Monday, March 21, 2005

Atoms - Frozen Fish Sticks

Grocery store layout is somewhat like Web information architecture. You categorize products and their proximity to other products based on relationships much like content is categorized and placed into various info buckets.

Recently I ventured to a grocery store, starts with an "R" and went to the frozen foods section to pick up a box of fish sticks. Another woman, with three sugar-soaked kids were looking for the same thing. Thinking I just couldn't see the fish sticks, I walked the three-frozen food isles at least four times. If men don't ask driving directions, do they also not ask where frozen fish sticks are? I eventually did ask and the manager said he'd show me.

By the direction he took off for, I knew they were in an entirely different area of the store. As we passed the lady and her kids, I told her to follow as the manager was showing me where they were. We walked to the northeast corner of the store, next to the meat counter where the fresh fish counter is. Next to this counter is a small frozen food display, where frozen fish sticks and a couple of other fish products are available. I asked the manager what the hell they were doing way over here. Using this methodology, I may also want chicken strips and does that mean I need to go to the butcher counter? Or maybe I want vegetarian hamburgers, made with black beans so I need to go to the produce section? He and I could both tell I was being a smart-ass but still, he thought frozen fish sticks should be next to fresh fish and not in the frozen food isle.

He soon left and the woman and her three kids walked up. She was confused but glad to finally find the fish sticks, although her kids had changed their minds and now wanted chicken strips.

This is what makes designing Web sites tough. For the vast majority, one option will work. But for the few that can cut themselves with a bar of soap in the morning, fish sticks are with fish, chicken strips are in frozen foods, frozen pizzas are next to frozen bagels.
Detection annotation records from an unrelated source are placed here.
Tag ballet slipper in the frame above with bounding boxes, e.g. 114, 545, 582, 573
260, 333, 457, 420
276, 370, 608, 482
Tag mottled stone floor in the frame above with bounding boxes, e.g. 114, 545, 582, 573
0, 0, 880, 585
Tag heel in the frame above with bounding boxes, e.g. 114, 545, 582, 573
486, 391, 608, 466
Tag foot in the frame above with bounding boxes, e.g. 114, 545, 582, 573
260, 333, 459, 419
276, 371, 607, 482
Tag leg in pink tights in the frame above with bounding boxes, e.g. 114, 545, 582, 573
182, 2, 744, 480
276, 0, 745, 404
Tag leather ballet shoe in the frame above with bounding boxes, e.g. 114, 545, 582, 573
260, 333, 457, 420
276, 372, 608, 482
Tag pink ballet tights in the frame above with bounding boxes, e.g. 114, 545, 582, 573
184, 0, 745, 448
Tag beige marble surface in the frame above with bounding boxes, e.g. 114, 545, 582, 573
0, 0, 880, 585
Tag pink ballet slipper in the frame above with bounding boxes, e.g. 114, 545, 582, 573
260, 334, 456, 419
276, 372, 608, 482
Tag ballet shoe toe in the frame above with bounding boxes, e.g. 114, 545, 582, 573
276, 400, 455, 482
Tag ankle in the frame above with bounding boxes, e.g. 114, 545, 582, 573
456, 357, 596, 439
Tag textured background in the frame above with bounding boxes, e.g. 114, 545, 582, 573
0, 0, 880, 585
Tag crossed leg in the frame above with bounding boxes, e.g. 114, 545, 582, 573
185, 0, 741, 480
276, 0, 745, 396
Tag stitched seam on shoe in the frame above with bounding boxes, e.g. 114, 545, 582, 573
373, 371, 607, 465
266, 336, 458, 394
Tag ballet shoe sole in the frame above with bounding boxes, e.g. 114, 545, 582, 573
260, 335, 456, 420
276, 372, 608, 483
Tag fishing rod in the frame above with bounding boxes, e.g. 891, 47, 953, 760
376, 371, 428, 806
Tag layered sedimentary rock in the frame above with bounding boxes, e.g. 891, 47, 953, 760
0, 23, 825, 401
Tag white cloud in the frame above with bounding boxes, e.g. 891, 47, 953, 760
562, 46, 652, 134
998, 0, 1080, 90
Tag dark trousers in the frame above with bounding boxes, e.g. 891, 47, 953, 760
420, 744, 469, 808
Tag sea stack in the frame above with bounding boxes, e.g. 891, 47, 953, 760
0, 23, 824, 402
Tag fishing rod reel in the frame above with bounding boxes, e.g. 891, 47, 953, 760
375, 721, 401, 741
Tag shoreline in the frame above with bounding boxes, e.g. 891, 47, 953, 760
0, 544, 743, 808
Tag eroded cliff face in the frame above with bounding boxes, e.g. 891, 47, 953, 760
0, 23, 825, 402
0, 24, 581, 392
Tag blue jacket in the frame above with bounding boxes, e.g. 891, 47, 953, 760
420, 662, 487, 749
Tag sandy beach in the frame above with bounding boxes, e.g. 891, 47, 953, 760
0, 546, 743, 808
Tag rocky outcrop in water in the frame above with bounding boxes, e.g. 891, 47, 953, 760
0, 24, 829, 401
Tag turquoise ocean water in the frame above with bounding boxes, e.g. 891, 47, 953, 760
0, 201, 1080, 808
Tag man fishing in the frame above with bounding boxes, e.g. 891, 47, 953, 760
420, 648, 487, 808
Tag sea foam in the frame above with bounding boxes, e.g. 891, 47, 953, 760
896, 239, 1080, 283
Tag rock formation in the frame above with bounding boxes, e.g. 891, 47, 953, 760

I've seen this a few other times. During Christmas, certain products are pulled from the location in the store and placed at the end of the isle for promotional purposes. Most stores have the product in both locations, so if you want to pick it up from where you normally associate the product you can do so, or at the promotion spot. Every once in awhile, they pull the entire product and just put it at the promotion site at the end of the isle. I then have to check the end of each isle.

Now if the store wants me to walk each isle and every isle, that's just plain mean. As the customer, I want to get in and out fast and the store that helps me do that is the one that's going to get my business. Whether it's online or in-person it makes no difference.

A PDA download of the grocery store layout would make all of this a mute point. I could download it into the Palm when I enter and then query the frozen fish stick isle. The recent SXSW conference did this for me with all the keynotes, panels and featured speakers. It proved to be a very useful tool. However, I realize conferences are different than retail or food marketing. Grocery stores want me to walk to the very back of the store for the gallon of milk, just so I can pass all the other stuff that doesn't sell as well or that we really don't need.